How to Use Query Modules Provided by Memgraph?

Memgraph supports extending the query language with user-written procedures. These procedures are grouped into modules, which can be loaded either on startup or afterwards using the built-in utility module.

Utility Query Module

Query procedures that allow the users to gain more insight into other query modules and their procedures are written under our utility mg query module. This module offers three procedures with the following signatures:

  • mg.procedures() :: (name :: STRING, signature :: STRING): lists loaded

    procedures and their signatures

  • mg.load(module_name :: STRING) :: (): loads or reloads the given module

  • mg.load_all() :: (): loads or reloads all modules

For example, invoking mg.procedures() from openCypher like so:

CALL mg.procedures() YIELD *;

might yield the following result:

+---------------------+-------------------------------------------------------------------+
| name | signature |
+---------------------+-------------------------------------------------------------------+
| louvain.communities | louvain.communities() :: (community :: INTEGER, id :: INTEGER) |
| louvain.modularity | louvain.modularity() :: (modularity :: FLOAT) |
| mg.procedures | mg.procedures() :: (name :: STRING, signature :: STRING) |
| mg.load | mg.load(module_name :: STRING) :: () |
| mg.load_all | mg.load_all() :: () |
+---------------------+-------------------------------------------------------------------+

In this case, we can see that Memgraph has successfully loaded all utility query procedures as well as two additional procedures from the louvain query module. This module is included in Memgraph's Enterprise offering.

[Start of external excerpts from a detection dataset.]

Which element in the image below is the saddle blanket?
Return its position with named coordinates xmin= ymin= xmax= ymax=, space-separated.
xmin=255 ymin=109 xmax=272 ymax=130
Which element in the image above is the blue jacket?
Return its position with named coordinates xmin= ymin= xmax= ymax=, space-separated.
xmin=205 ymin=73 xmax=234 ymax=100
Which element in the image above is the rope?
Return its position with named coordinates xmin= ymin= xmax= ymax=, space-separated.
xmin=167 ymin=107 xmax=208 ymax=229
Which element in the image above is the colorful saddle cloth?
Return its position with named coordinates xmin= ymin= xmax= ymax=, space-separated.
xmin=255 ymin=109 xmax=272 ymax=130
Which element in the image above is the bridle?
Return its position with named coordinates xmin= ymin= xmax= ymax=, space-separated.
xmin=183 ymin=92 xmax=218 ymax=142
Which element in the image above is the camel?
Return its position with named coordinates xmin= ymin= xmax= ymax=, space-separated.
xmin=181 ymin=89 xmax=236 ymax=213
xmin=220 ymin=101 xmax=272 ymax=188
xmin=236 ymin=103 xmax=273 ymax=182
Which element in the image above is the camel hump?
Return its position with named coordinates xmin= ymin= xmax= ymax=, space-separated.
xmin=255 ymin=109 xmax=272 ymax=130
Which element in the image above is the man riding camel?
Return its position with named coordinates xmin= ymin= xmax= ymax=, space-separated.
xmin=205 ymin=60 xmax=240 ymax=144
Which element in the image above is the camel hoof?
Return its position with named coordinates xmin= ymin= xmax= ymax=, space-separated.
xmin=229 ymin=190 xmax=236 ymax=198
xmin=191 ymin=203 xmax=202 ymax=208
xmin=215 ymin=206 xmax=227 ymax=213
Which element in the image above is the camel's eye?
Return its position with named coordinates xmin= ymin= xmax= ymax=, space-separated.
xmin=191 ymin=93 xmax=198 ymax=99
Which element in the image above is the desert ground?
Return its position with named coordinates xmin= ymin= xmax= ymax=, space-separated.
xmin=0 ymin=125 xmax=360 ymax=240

To load a module (named e.g. hello) that wasn't loaded on startup (perhaps because it was added to Memgraph's query modules directory after the fact), we can simply invoke:

CALL mg.load("hello");

If we wish to reload an existing module, say the louvain module above, we again use the same procedure:

CALL mg.load("louvain");

Lastly, if we wish to reload all existing modules and load any newly added ones we can use:

CALL mg.load_all();

Community Graph Algorithms as Query Modules

Memgraph Community edition comes with a set of Python query modules based on the NetworkX library of algorithms. The modules are already packaged within all Memgraph packages, but NetworkX might have to be installed by running the following command:

pip3 install networkx

NOTE: The following "How to Guides" provide explanation of basic usage. To find out more details about each module and documentation of each procedure, please take a look at installed Python files. On Linux, the files are located in /usr/lib/memgraph/query_modules.

Graph Analyzer

The purpose of this module is to get more insights about the stored graph. To illustrate functionality the following graph will be used:

To create the graph, the following query should be executed:

CREATE (n1)
CREATE (n2)
CREATE (n3)
CREATE (n4)
CREATE (n5)
CREATE (n6)
CREATE (n7)
CREATE (n1)-[:e]->(n5)
CREATE (n3)-[:e]->(n5)
CREATE (n5)-[:e]->(n2)
CREATE (n4)-[:e]->(n2)
CREATE (n2)-[:e]->(n6)
CREATE (n2)-[:e]->(n7);

To analyze the whole graph, let's run the following query:

CALL graph_analyzer.analyze() YIELD *;

Results should be similar to the ones below.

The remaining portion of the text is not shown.